Roux-en-Y gastric bypass surgery uses a combination of restriction and malabsorption. During the gastric bypass procedure, the surgeon creates a smaller stomach pouch. He then attaches a Y-shaped section of the small intestine directly to the pouch. This allows food to bypass a large portion of the small intestine, which absorbs calories and nutrients. Having the smaller stomach pouch causes patients to feel fuller sooner and eat less food; bypassing a portion of the small intestine means the patient’s body absorbs fewer calories.

Advantages of Gastric Bypass Surgery

  • Produces significant long-term weight loss (60 to 80 percent excess weight loss)
  • Restricts the amount of food that can be consumed
  • Greatly controls food intake, leading to rapid weight loss
  • May lead to conditions that increase energy expenditure
    Gastric Bypass Laparoscopic

    Gastric Bypass – Bariatric Surgery

  • Produces favorable changes in gut hormones that reduce appetite and enhance satiety
  • Typical maintenance of >50% excess weight loss
  • Gastric bypass can be reversed

Risks of Gastric Bypass Surgery

  • Is technically a more complex operation than the gastric band or sleeve gastrectomy and potentially could result in greater complication rates
  • Can lead to long-term vitamin/mineral deficiencies
  • Generally has a longer hospital stay than the gastric band or sleeve
  • Requires patients to follow dietary recommendations and life-long vitamin/mineral supplementation

To read more about gastric bypass please visit bariatricsurgerysource.com

What to Expect After Gastric Bypass

You can expect to stay in the hospital after the gastric bypass for about 3 days.

Dr. Wizman will have you up and moving around right after the surgery in order to prevent the blood clots. Special stockings may be used on your legs  to further help with blood clot prevention.

As with other bariatric surgeries you will start out on a liquid diet and then slowly transition back to solid foods.

You are able to receive a total of 6 weeks time off from your work, however, most people are able to return to work in about 3-4 weeks.

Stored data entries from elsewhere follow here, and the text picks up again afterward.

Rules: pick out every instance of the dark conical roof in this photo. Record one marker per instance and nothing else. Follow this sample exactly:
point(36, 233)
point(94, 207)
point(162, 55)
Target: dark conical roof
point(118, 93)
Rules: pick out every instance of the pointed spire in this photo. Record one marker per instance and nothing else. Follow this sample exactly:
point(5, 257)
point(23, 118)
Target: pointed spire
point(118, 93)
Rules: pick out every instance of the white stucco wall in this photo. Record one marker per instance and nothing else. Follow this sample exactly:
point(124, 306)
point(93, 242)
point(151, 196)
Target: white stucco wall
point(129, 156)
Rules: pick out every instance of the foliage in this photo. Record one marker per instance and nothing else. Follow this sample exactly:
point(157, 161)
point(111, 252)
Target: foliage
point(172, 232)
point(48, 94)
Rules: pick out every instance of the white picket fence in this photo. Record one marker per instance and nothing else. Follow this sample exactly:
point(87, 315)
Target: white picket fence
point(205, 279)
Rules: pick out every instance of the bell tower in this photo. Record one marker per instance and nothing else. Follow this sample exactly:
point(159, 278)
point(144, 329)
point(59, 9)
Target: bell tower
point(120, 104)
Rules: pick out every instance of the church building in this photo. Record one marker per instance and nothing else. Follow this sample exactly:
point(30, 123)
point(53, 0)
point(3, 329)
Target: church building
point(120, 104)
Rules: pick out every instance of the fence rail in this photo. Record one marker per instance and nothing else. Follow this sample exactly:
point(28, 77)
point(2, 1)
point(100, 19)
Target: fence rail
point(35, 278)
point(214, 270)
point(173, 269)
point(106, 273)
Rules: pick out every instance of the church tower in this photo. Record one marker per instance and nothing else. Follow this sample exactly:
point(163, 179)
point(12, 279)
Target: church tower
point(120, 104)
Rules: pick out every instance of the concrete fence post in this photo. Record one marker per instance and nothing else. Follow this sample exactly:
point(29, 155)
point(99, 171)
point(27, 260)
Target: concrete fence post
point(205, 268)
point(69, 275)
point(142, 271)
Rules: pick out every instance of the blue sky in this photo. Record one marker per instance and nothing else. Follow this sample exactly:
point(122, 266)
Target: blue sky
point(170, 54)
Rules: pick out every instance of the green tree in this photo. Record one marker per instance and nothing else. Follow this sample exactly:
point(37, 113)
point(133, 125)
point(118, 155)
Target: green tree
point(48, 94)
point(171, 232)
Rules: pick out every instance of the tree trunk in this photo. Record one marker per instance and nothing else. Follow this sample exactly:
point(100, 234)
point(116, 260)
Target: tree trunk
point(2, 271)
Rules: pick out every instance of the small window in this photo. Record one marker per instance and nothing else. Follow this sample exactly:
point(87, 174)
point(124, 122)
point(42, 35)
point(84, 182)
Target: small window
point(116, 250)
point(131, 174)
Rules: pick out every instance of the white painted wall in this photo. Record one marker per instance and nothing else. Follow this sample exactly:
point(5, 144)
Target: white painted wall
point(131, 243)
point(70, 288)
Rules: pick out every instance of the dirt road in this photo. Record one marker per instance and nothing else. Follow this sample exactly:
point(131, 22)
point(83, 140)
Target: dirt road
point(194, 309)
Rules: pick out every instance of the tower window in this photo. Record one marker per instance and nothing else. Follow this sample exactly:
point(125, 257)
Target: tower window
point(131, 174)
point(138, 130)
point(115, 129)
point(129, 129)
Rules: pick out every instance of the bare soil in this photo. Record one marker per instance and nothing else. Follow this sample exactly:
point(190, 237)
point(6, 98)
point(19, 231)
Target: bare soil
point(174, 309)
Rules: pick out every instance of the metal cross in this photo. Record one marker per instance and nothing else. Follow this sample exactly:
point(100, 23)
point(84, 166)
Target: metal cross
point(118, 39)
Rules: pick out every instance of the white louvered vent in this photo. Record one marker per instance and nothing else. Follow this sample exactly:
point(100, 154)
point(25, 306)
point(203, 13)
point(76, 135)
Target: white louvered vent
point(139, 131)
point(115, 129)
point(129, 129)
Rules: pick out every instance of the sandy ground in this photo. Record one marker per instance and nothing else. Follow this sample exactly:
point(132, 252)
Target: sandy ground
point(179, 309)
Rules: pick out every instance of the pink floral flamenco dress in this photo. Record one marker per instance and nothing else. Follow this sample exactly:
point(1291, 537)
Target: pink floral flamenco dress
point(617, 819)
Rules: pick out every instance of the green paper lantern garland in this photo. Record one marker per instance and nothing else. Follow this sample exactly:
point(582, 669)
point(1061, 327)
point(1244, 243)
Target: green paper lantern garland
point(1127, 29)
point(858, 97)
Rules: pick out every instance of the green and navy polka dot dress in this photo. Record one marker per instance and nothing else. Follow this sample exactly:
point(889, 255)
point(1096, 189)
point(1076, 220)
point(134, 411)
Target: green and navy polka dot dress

Follow Up After Gastric Bypass

Follow up is very important after any bariatric procedure. Your success in loosing weight will largely depend on your commitment to follow diet, fitness, and vitamin protocols. Except for the immediate post-op visit you will require to complete necessary blood work. The following are the visits after gastric bypass:

  • 10 day
  • 6 weeks
  • 6 months
  • Annually

During each visit you will meet with the doctor, nurse or the physician assistant to review your lab work, bariatric food, fluid, fitness, vitamins and minerals protocols, weight loss success, and address any issues or concerns.